Home & Garden Columns

The Worms Go In, The Worms Go Out

By Ron Sullivan
Friday November 03, 2006

I was working with a couple of young volunteers from UC’s redoubtable Habitat for Humanity group last weekend when one of them exclaimed, “Yuck! I found a worm.” 

Said worm was firmly ensconced in its burrow in the hard dry clay and I couldn’t pick it up to move it, so I advised the volunteer to weed on down the row and let the critter go on about its work. 

I’m not the daintiest woman in Berkeley, but I can remember feeling that way about worms. That was a very long time ago, longer than my co-weeder has been alive. I think I slugged Joey Williams when he presumed to chase me with a worm. I wasn’t really invincible in kindergarten—I quit playing Kill ‘Em, a sort of all-on-one neighborhood football, when somebody tore my favorite shirt in an illegal maneuver—but I had some years when I felt more akin to the poor worms.  

Some of us got our empathy with earthworms when our parents read Lowly Worm to us; some of us, like my lab partner, were still squeamish when we had to dissect earthworms in high school. 

I really hated the sound and feel of the scalpel when it cut the worm’s skin, though it was the formaldehyde that made me gag. Poor worm indeed. 

Gardeners learn to get along with worms even if we don’t find then cuddly. Like spiders and such predators, they’re on our side and we’d better appreciate their work. It’s reassuring to find them in the soil and the compost bin.  

In fact, as I mentioned last week, you can get specialized worm-composting bins for small spaces. When you run them right, they don’t stink even a little—I’ve seen one folk-art painted worm composter that doubled as its owners’ coffee table, and back when I was doing hard time at the Ecology Center there was a desktop composter – originally a card file—that was used as a demonstrator and squeal-inducer. 
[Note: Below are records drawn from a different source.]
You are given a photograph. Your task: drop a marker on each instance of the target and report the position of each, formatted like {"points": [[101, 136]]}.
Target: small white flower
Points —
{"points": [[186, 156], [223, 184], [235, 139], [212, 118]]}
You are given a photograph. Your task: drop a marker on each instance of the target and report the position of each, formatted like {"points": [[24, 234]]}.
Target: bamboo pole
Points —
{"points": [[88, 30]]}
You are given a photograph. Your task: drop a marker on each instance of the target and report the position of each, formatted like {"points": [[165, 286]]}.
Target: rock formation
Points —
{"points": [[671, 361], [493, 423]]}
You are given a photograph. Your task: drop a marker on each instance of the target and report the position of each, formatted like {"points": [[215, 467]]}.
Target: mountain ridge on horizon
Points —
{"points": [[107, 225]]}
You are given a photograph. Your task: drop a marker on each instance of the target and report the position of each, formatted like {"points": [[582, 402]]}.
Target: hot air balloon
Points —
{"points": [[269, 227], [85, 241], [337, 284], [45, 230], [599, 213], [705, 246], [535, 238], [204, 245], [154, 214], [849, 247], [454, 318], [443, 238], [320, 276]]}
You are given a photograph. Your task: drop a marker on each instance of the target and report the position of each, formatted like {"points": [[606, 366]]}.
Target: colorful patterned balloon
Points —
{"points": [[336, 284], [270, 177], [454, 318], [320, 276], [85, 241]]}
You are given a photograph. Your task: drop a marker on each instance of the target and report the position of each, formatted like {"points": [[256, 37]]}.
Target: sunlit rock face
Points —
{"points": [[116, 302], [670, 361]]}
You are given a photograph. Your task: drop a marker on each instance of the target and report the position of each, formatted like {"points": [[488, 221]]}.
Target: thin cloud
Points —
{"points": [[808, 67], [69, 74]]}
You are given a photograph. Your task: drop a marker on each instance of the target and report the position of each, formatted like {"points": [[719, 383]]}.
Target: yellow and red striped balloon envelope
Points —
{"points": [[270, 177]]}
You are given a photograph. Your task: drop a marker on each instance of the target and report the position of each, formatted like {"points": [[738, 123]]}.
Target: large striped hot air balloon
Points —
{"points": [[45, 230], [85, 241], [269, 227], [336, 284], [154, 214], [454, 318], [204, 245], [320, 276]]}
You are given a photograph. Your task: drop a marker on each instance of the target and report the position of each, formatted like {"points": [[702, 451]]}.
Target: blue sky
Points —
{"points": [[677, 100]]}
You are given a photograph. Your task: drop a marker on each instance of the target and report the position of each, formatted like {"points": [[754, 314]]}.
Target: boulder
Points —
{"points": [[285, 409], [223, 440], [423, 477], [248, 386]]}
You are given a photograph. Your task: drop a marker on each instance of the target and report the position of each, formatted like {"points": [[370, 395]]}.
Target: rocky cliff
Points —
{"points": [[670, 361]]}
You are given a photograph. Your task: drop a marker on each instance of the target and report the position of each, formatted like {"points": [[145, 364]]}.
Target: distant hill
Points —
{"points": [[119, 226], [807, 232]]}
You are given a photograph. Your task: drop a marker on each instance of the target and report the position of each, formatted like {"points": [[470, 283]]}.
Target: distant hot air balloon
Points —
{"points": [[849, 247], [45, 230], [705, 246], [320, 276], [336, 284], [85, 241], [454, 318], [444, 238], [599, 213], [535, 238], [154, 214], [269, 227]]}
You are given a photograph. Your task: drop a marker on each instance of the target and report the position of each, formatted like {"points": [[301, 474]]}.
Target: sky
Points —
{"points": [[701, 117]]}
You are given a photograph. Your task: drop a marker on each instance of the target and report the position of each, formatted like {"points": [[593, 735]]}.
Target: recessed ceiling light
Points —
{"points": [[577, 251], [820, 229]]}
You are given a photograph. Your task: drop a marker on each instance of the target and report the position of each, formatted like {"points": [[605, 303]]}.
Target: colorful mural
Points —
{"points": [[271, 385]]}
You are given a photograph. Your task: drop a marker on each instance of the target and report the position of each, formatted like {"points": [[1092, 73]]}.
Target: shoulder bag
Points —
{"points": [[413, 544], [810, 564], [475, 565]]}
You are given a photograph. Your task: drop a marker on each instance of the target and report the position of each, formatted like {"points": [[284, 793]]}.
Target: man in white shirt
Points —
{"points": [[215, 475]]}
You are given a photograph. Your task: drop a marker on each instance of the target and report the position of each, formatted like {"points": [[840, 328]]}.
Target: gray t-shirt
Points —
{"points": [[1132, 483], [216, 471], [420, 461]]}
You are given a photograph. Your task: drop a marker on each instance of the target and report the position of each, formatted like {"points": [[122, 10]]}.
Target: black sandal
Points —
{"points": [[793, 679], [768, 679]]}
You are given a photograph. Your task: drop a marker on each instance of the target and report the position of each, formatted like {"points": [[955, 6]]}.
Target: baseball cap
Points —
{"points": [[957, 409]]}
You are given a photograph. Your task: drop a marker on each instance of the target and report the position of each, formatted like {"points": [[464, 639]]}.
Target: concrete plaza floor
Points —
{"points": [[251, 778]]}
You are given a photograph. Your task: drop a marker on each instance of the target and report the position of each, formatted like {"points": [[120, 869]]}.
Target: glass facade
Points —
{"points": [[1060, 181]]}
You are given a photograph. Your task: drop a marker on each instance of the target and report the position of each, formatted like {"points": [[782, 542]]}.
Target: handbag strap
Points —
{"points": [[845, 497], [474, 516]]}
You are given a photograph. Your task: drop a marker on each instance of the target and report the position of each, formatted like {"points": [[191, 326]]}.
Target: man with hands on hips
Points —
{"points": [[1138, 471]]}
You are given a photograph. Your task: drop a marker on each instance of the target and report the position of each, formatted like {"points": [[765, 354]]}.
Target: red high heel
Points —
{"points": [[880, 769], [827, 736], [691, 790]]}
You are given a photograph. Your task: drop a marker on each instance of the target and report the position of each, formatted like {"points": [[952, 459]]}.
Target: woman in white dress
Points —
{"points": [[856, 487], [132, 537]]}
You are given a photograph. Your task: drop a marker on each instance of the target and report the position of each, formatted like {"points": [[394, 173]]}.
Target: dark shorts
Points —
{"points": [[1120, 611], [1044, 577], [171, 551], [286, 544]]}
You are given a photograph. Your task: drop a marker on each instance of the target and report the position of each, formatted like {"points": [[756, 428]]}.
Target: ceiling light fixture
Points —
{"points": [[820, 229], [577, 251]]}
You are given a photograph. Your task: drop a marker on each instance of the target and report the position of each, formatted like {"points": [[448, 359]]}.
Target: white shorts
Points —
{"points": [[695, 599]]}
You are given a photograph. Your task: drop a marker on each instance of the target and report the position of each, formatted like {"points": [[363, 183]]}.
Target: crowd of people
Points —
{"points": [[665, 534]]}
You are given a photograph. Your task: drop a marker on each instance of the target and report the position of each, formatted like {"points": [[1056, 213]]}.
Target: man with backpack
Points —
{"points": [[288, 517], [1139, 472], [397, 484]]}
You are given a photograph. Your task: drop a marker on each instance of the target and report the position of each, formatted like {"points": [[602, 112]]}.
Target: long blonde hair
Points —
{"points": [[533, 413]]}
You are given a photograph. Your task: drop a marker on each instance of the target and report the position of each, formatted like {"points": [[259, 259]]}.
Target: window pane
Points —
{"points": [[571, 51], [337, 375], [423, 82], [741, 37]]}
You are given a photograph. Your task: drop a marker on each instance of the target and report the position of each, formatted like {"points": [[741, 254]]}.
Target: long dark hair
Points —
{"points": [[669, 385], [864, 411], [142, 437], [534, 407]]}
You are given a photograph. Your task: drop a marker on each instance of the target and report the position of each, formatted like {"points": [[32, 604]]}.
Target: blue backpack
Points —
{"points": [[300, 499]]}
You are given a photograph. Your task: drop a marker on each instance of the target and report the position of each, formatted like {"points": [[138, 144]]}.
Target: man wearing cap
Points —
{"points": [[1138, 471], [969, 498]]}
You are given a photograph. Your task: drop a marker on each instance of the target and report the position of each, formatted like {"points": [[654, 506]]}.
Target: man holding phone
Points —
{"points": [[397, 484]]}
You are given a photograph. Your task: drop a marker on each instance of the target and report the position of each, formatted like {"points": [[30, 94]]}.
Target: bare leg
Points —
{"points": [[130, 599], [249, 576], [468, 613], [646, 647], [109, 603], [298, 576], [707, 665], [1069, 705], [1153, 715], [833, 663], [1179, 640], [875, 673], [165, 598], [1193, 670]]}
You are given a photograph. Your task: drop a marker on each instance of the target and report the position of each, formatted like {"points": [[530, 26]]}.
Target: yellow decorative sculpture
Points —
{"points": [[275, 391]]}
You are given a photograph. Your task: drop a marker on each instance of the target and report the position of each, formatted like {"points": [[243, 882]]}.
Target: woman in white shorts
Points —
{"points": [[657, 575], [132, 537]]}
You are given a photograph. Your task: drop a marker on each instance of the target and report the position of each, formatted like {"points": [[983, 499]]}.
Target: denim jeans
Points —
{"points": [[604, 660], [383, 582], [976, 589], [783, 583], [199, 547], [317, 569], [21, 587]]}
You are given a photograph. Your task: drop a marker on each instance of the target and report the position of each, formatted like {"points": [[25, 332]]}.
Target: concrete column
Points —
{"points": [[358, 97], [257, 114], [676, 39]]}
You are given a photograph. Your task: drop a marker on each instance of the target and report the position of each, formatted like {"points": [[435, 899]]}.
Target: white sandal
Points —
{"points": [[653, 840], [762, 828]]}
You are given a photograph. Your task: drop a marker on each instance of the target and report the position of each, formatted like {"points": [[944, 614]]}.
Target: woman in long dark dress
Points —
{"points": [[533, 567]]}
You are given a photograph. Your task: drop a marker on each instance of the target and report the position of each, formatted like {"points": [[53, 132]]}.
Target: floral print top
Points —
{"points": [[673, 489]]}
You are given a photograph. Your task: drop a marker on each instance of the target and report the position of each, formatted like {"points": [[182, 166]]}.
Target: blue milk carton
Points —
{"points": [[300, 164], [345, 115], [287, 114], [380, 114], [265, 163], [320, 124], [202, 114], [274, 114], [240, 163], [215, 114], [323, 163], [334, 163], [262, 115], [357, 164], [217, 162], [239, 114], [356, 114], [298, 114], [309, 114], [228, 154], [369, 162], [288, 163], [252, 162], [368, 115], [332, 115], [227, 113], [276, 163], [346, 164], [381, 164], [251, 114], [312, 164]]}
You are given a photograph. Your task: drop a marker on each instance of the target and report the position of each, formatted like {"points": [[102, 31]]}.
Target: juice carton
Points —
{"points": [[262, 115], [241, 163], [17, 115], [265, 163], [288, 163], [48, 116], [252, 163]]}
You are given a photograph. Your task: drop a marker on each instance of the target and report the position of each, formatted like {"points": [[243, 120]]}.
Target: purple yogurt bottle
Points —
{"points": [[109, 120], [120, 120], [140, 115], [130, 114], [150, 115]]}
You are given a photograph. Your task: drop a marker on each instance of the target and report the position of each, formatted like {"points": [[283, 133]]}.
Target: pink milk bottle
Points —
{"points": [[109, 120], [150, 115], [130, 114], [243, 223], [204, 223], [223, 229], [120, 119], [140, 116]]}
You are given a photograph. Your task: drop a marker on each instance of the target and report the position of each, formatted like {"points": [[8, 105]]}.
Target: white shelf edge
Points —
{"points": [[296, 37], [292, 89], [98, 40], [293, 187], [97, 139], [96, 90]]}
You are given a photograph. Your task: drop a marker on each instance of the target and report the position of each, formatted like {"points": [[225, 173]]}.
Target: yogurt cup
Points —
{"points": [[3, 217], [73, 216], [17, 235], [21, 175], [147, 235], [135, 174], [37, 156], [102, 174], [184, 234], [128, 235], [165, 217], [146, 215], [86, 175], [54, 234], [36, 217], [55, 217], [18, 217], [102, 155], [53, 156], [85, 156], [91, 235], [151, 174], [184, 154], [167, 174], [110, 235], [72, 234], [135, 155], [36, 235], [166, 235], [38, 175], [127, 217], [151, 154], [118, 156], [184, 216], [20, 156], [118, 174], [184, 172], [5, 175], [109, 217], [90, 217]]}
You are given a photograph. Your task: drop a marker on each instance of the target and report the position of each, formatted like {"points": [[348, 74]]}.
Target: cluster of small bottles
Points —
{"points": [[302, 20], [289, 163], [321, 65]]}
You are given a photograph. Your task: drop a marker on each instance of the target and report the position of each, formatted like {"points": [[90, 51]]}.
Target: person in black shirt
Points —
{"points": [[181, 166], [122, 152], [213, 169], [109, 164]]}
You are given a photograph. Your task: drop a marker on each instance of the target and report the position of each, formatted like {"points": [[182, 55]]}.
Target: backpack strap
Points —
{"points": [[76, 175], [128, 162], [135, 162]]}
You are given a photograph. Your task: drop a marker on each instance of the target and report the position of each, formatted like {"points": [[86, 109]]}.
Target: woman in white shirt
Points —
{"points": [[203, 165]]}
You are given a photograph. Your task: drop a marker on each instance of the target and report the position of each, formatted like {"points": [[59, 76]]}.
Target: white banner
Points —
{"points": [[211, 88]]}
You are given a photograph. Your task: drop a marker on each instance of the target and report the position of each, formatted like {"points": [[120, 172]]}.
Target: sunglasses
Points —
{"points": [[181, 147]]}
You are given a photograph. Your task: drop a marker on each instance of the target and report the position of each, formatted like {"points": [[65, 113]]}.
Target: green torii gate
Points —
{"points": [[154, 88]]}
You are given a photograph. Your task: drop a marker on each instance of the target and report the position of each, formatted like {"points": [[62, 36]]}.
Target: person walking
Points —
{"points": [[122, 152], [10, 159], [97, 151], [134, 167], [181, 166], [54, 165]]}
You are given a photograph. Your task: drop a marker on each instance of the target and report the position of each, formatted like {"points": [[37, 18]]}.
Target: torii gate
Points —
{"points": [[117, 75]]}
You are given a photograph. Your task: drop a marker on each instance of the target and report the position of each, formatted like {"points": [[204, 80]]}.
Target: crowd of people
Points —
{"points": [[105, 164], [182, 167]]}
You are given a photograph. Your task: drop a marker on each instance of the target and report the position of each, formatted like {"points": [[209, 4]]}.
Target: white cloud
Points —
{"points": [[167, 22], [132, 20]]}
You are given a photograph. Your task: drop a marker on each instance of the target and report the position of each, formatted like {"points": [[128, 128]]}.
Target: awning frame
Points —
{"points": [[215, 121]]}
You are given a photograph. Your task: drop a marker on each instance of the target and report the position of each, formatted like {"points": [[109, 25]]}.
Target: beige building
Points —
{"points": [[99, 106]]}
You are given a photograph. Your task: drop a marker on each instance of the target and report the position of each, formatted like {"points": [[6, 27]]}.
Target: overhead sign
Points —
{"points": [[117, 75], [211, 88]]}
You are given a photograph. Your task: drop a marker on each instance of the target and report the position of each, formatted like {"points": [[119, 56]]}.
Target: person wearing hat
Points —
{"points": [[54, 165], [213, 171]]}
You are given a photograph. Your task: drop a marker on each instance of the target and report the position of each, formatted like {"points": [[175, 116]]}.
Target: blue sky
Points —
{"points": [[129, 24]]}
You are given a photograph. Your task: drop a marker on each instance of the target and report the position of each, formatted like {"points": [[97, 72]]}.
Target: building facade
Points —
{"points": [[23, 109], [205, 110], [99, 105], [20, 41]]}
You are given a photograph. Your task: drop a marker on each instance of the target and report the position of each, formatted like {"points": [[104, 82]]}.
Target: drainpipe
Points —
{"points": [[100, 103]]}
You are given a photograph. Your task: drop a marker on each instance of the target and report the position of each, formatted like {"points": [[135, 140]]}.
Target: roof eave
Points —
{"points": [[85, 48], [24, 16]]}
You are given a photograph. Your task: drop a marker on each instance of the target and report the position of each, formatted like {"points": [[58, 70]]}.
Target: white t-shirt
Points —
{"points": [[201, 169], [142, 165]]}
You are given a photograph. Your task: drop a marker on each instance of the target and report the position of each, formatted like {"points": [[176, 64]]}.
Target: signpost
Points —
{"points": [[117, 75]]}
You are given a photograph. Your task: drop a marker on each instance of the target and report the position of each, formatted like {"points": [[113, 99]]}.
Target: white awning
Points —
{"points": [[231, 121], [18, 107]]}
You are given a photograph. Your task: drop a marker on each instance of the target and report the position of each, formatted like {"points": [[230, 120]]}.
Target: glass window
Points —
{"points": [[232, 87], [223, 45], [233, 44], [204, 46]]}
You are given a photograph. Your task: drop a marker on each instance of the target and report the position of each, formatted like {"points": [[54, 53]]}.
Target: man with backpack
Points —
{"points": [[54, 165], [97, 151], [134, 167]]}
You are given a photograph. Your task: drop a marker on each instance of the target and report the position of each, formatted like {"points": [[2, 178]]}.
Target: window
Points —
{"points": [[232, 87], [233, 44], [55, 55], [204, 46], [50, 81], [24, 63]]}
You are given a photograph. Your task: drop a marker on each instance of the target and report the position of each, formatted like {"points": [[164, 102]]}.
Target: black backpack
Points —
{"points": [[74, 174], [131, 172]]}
Charles Darwin’s last book was about earthworms, which he studied and reported on with his typical exhaustive, careful attention. It would be fair to say he exalted the humble:  

 

The plough is one of the most ancient and most valuable of mans inventions; but long before he existed the land was in fact regularly ploughed, and still continues to be thus ploughed by earth-worms. It may be doubted whether there are many other animals which have played so important a part in the history of the world, as have these lowly organised creatures. 

 

“Lowly” here is the antonym of “highly,” not any status designation.  

Recently, a close relative of the Willamette earthworm (thought extinct) was discovered in the Palouse Valley. I’m thrilled. I now have hope of meeting this creature, which can reach three feet in length and smells of lilies. 

There’s one in Australia, the Gippsland earthworm, that reached ten feet, and I’m sure would make a nice quiet pet. Maybe someday I’ll go back to Pennsylvania and chase Joey Williams with one.